I believed it. That’s the only thing I can think to say. The writing, directing, cinematography and above all the acting was incredibly exceptionally believable. And that’s the trick, isn’t it?
Joker is a slow burn. As the trailers suggested, it’s quiet and psychological. It follows one man’s personal descent into madness in tandem with his city.
Certainly, most enter this film expecting to draw comparisons between Joaquin Phoenix, here, and Heath Ledger’s iconic portrayal. These comparisons are not exactly discouraged by this film; there is at least one shot that perfectly mirrors another from the older film. However, these two obviously do not belong to the same universe. Ledger was menacing. In every interaction he was aggressive, powerful. Phoenix, though, is pitiful. His character, his voice, is that of a lost child in search of a father, and his violence is all the more startling because of it.
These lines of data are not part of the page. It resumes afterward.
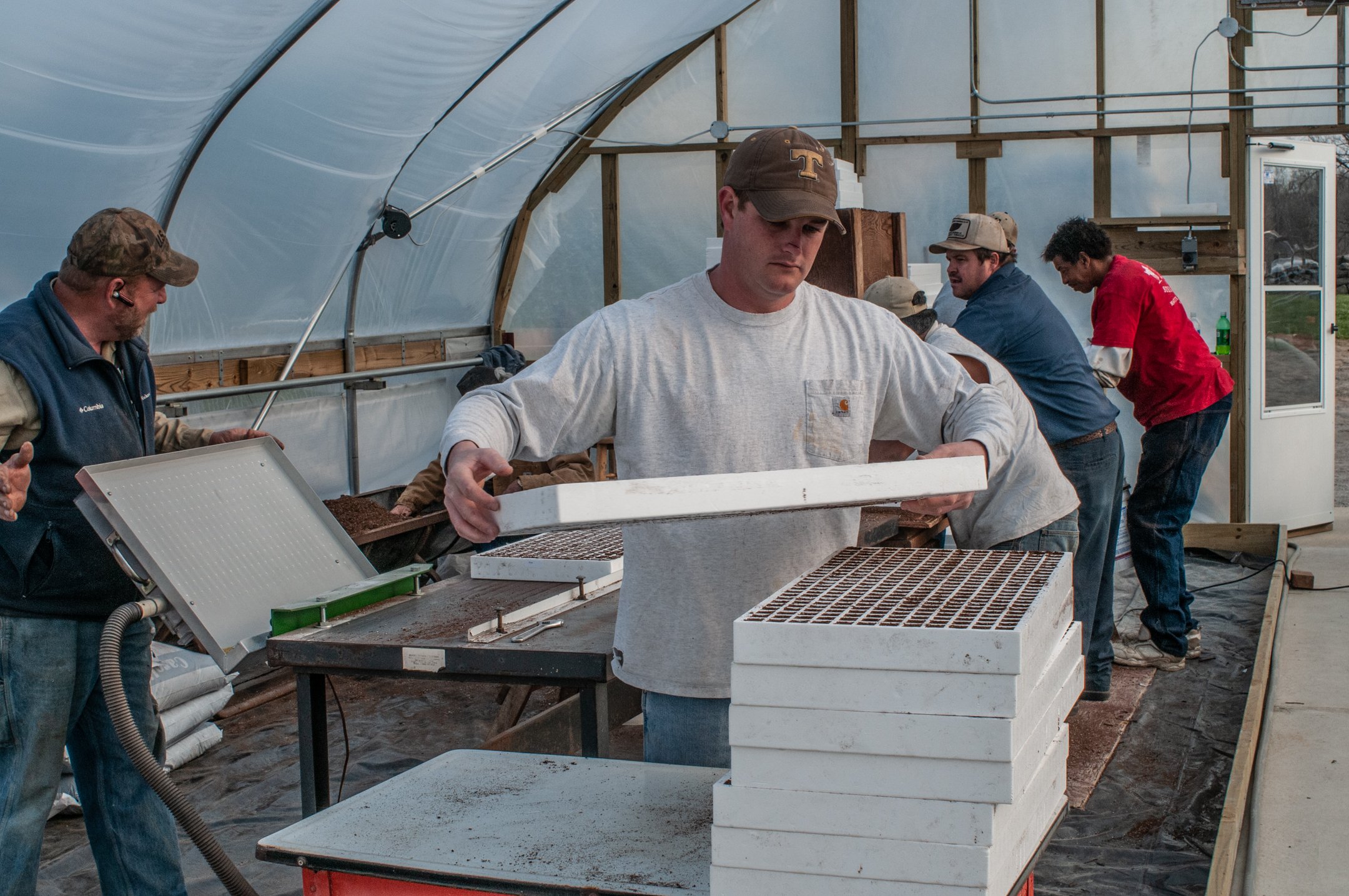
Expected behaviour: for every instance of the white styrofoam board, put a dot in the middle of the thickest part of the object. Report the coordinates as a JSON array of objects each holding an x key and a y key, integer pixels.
[
  {"x": 882, "y": 690},
  {"x": 888, "y": 647},
  {"x": 954, "y": 737},
  {"x": 899, "y": 818},
  {"x": 931, "y": 777},
  {"x": 583, "y": 505},
  {"x": 991, "y": 868}
]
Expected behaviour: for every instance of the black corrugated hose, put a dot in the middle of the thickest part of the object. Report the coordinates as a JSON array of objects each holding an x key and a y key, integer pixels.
[{"x": 115, "y": 696}]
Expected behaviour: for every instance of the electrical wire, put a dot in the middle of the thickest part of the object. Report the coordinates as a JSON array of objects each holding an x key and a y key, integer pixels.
[
  {"x": 1189, "y": 122},
  {"x": 601, "y": 139},
  {"x": 346, "y": 741},
  {"x": 1330, "y": 6}
]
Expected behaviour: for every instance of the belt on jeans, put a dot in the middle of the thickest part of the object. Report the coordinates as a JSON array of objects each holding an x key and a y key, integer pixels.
[{"x": 1092, "y": 436}]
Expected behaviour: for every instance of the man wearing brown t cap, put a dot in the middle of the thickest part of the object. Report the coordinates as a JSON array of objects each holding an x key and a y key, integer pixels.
[
  {"x": 738, "y": 369},
  {"x": 77, "y": 389}
]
Rather than The Dark Night, a surprisingly more fitting comparison can be made with Taxi Driver. There are many similar details in the films, too many for it to be coincidence. I look forward to Joker’s release and a more thorough analysis, but without too many spoilers: the sanitation strike, the diary, a certain hand gesture, similar shots… oh, and Robert De Niro.
More than the details, though, are the themes. Arther Fleck and Travis Bickle are normal men suffering from neglect and history and mental illness, and they’re not responding well to the pressure, and the result is violent. The reason this comparison is surprising is, well, this is Joker. This is supposed to be a super hero film. This film should have special effects and a huge budget. It should feel polished and unreal.
But it doesn’t. It feels real. It feels human and believable. I believed it. That’s the trick, isn’t it?